= Sắc Tứ Tam Bảo Temple =

Buddhist temple in Vietnam

Sắc Tứ Tam Bảo Temple is an historic Buddhist temple in Rạch Giá, a town in Kiên Giang Province in the Mekong Delta region of southern Vietnam. It is one of two famous temples of the same name in Kiên Giang, the other being in Hà Tiên.

== History ==
The site of the temple was the location where a local lady by the name of Dương Thị Cán, also known Lady Hoặng, undertook her religious practices in the late 18th century. At the time Nguyễn Phúc Ánh, the nephew of the last of the Nguyễn lords, was the only surviving member of the family to escape from Saigon after his family had been killed in the uprising of the Tây Sơn dynasty. He went into hiding in the Mekong Delta in the late 1770s and 1780s, and Lady Hoặng was one of his benefactors. Later, he reunified Vietnam in 1802 for the first time in its modern state and proclaimed himself as Emperor Gia Long of the newly created Nguyễn dynasty. Gia Long had the temple built in honour of Lady Hoặng.

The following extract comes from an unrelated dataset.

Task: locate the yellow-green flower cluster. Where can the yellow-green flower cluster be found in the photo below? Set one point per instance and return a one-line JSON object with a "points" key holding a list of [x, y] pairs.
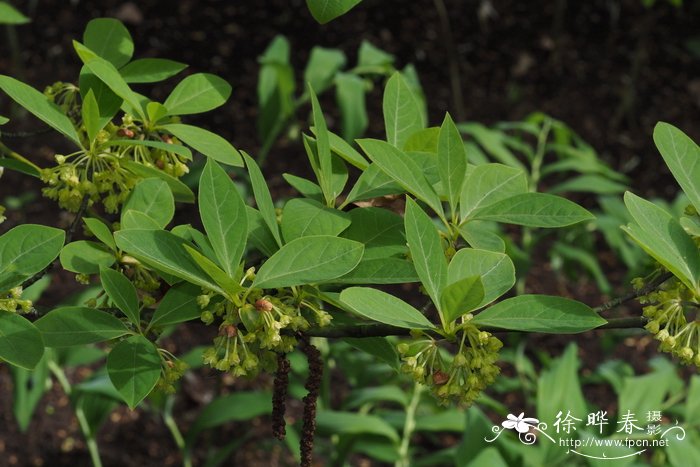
{"points": [[666, 311], [458, 379], [12, 301], [251, 335]]}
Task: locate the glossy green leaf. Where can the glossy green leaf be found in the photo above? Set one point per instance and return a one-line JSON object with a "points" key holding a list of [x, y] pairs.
{"points": [[461, 297], [662, 237], [682, 156], [20, 341], [403, 170], [402, 111], [350, 95], [384, 308], [540, 313], [452, 161], [166, 252], [263, 199], [106, 72], [10, 15], [174, 148], [181, 192], [150, 70], [152, 197], [208, 143], [122, 293], [426, 250], [134, 367], [86, 257], [309, 260], [489, 183], [324, 11], [138, 220], [72, 325], [372, 183], [223, 215], [198, 93], [380, 230], [350, 423], [40, 106], [380, 271], [496, 271], [306, 217], [91, 116], [109, 39], [534, 210], [25, 250], [100, 230], [178, 305]]}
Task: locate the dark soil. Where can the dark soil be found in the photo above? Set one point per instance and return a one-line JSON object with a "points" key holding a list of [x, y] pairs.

The temple is located at 6 Thích Thiện Ân Street in the town of Rạch Giá. The name sign of the temple is visible from Nguyễn Trung Trực Street. The main hall of the temple is built in the thượng lầu hạ hiên architecture style. There is also a three-storey stupa to the side of the temple. The main hall of the temple is 14.50 m wide and 22 m long. The statues of Amitabha Buddha, Gautama Buddha and various bodhisattvas adorn altars with gold paint.

The eastern sanctuary of the temple serves as a guest room and the office of the abbot. The western sanctuary is used as a dharma hall and also dispenses free medical treatment to local townsfolk.

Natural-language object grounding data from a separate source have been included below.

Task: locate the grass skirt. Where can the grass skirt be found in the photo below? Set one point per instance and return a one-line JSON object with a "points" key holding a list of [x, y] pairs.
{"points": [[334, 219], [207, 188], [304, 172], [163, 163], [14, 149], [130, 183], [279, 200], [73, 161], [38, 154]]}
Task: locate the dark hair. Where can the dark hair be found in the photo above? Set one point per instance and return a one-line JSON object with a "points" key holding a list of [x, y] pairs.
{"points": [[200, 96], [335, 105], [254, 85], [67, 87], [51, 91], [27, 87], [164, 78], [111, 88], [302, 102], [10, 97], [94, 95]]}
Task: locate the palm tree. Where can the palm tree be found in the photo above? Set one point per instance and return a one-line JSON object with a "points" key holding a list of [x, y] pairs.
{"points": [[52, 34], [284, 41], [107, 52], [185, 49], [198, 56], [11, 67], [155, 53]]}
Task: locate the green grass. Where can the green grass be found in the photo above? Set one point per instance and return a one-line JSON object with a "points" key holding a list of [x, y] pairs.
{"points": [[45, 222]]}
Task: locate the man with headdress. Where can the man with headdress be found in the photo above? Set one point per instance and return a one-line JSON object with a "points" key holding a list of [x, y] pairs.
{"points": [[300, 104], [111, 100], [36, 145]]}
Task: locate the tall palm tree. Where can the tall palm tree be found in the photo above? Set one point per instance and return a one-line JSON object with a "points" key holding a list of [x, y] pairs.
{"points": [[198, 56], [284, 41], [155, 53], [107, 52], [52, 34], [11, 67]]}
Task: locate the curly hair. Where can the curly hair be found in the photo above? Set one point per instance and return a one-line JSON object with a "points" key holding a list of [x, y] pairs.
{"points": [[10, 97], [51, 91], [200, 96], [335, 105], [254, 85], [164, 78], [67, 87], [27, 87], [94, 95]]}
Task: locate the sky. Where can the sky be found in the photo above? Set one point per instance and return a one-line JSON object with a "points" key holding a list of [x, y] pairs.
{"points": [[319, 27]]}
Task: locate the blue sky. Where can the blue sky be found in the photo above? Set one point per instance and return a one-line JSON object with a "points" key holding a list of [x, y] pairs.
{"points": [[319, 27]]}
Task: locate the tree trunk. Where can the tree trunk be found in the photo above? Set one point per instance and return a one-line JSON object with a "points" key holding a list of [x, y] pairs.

The history of the temple is closely associated with the achievements of Thích Trí Thiền (1882-1943), who was responsible for the renovations in 1917 that brought the temple into its current state. He was also the founder of the Southern Association of Buddhist Research, which came into being in 1931. The office of the association is at Linh Son Temple in what is now Ho Chi Minh City. He then returned to Rạch Giá to form another Buddhist association for propagating dharma as well as social service.

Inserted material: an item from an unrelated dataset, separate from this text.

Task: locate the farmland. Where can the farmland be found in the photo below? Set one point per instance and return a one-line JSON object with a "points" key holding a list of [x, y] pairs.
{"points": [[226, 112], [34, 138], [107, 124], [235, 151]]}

After the 1916 Cochinchina uprising against French rule, the temple was taken over by local revolutionaries who used it as a cover to manufacture munitions for attacking the French army. When the operations were discovered by French police, Thích Trí Thiền took the blame to spare the revolutionaries and was sent to Côn Sơn island's prison for anti-colonials, where he died in 1943. Today, the temple is the headquarters of the board of the Provincial Buddhist Association of Kiên Giang. The temple was decreed to be a site of historical and cultural interest by the government of Vietnam on March 3, 1988.